Vibe Coding: How I Stopped Worrying and Let the LLMs Build My Apps

Vibe Coding: How I Stopped Worrying and Let the LLMs Build My Apps
Photo by Alexis AMZ DA CRUZ / Unsplash

There’s a new kind of programming emerging — and no one really has a name for it yet.
I call it "Vibe Coding."

It’s fast, messy, surprisingly effective, and only possible because LLMs (Large Language Models) have gotten too good at writing code. I'm not really coding anymore in the traditional sense. I'm seeing stuff, saying stuff, running stuff, and copy-pasting stuff. Somehow, it mostly works.

Let me explain.


What Is Vibe Coding?

Vibe coding is when you surrender control.
You speak intentions, not code. You accept whatever comes back. You build apps without really "building" them in the classic sense.

Here’s what it looks like in practice:

  • I barely touch my keyboard. I use voice input with tools like SuperWhisper to talk directly to my IDE (hello, Cursor Composer + Sonnet).
  • I say things like "decrease the sidebar padding by half" instead of figuring out where the CSS is.
  • When I get an error? I just copy-paste the whole error message into the LLM and say nothing else. Usually, it fixes itself.
  • I accept all diffs without reading them.
  • If something is broken and the model can’t fix it immediately, I just ask for random changes until it somehow goes away.

There’s no big plan.
There’s no tight architectural control.
There’s no careful code review.

It’s pure vibes.


Why It Works (At Least, Sometimes)

  • LLMs are ridiculously competent at 80% of development tasks now. Styling tweaks, boilerplate generation, simple bug fixes — they can do it faster than a human ever could manually.
  • Conversational interfaces are now so fast and natural that the friction between idea and implementation is nearly gone.
  • Weekend projects, prototypes, or throwaway apps don't require perfection. They just need to exist.

When the stakes are low, speed beats discipline.


The Principles of Vibe Coding

I didn't set out to invent a new workflow, but looking back, here are some of the core principles I've stumbled into:

Principle Description
Speak, don't type Voice-to-code drastically reduces friction.
Intent over detail Focus on what you want, not how to write it.
Accept and move Trust the model. Accept changes without micromanaging.
Error surfing Errors aren't problems — they're just new prompts.
Emergent architecture Let the codebase grow naturally, not perfectly.
Optimize for momentum Keep moving forward, even if the path is messy.

But... Is It Dangerous?

Absolutely.

Let’s be clear: Vibe coding is not for production systems.
If you're building something critical — anything involving money, healthcare, security, or long-term maintenance — you cannot afford the chaos.
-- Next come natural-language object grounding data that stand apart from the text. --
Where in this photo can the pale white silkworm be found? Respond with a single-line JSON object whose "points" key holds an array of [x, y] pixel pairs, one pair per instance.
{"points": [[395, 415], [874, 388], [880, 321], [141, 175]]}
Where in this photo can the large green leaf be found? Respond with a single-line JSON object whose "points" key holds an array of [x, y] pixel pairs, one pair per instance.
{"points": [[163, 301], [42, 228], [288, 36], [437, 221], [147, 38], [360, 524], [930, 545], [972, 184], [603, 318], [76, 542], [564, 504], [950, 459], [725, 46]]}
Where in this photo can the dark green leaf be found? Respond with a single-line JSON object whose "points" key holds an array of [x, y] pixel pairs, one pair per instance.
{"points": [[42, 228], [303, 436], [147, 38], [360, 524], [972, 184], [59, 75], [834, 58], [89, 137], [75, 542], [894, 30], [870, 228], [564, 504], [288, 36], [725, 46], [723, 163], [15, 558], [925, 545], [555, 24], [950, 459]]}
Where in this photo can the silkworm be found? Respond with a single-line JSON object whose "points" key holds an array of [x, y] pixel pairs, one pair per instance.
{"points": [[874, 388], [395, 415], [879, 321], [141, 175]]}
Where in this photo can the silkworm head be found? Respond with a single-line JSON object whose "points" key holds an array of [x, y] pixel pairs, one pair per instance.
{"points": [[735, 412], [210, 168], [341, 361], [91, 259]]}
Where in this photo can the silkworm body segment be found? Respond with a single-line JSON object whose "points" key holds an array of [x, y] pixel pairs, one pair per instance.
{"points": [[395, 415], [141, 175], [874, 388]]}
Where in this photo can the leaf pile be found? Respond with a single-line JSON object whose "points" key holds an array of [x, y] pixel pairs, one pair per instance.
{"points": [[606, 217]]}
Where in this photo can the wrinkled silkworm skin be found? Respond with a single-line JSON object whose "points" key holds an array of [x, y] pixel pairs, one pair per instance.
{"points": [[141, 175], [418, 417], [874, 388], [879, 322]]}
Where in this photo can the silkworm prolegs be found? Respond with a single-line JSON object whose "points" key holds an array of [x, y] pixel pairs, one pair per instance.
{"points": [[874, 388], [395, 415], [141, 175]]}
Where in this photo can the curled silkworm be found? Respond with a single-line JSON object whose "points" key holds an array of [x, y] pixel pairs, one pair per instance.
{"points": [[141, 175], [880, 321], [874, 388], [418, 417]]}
Some of the real risks include:

  • Hidden technical debt: Bad patterns accumulate invisibly until they explode.
  • Security vulnerabilities: Blindly accepting code could lead to serious exploits.
  • Unmaintainable code: You might end up with a codebase that no human (including yourself) fully understands.
  • Performance problems: Quick fixes often create slow, bloated systems under real load.

Vibe coding is best seen as phase one: an incredibly fast way to get something real into existence.
But if a project shows signs of growing up, you must graduate to a more traditional engineering mindset: structured reviews, intentional architecture, refactoring, testing.

Think of vibe coding like building sandcastles — wonderful, creative, temporary.
Not like laying the foundation for a skyscraper.


A Glimpse Into the Future

Honestly, what’s happening feels bigger than just "lazy coding."

Vibe coding is a preview of post-code development.
In the near future, most developers (and even non-developers) will interact with software creation at the level of feelings, intentions, and conversations.

Imagine:

  • "Make this page more modern."
  • "Optimize the backend for more users."
  • "Fix the security holes."

And your agent(s) just... do it.

We are moving toward a world where code is not hand-written, but grown, cultivated, and steered by intent.
Where humans direct, and machines execute.


Finally

Vibe coding feels like magic — until it doesn't.
It’s freeing, powerful, and shockingly productive — but it’s also chaotic, brittle, and a little dangerous.

Use it when you can afford to, and know when to switch gears.

For me, it’s been an exhilarating ride:
Seeing an idea, saying it out loud, watching it happen...
without ever feeling like I "wrote" code at all.


If you’re feeling brave this weekend, try it. Stop coding. Start vibing.
Let’s see where the future takes us.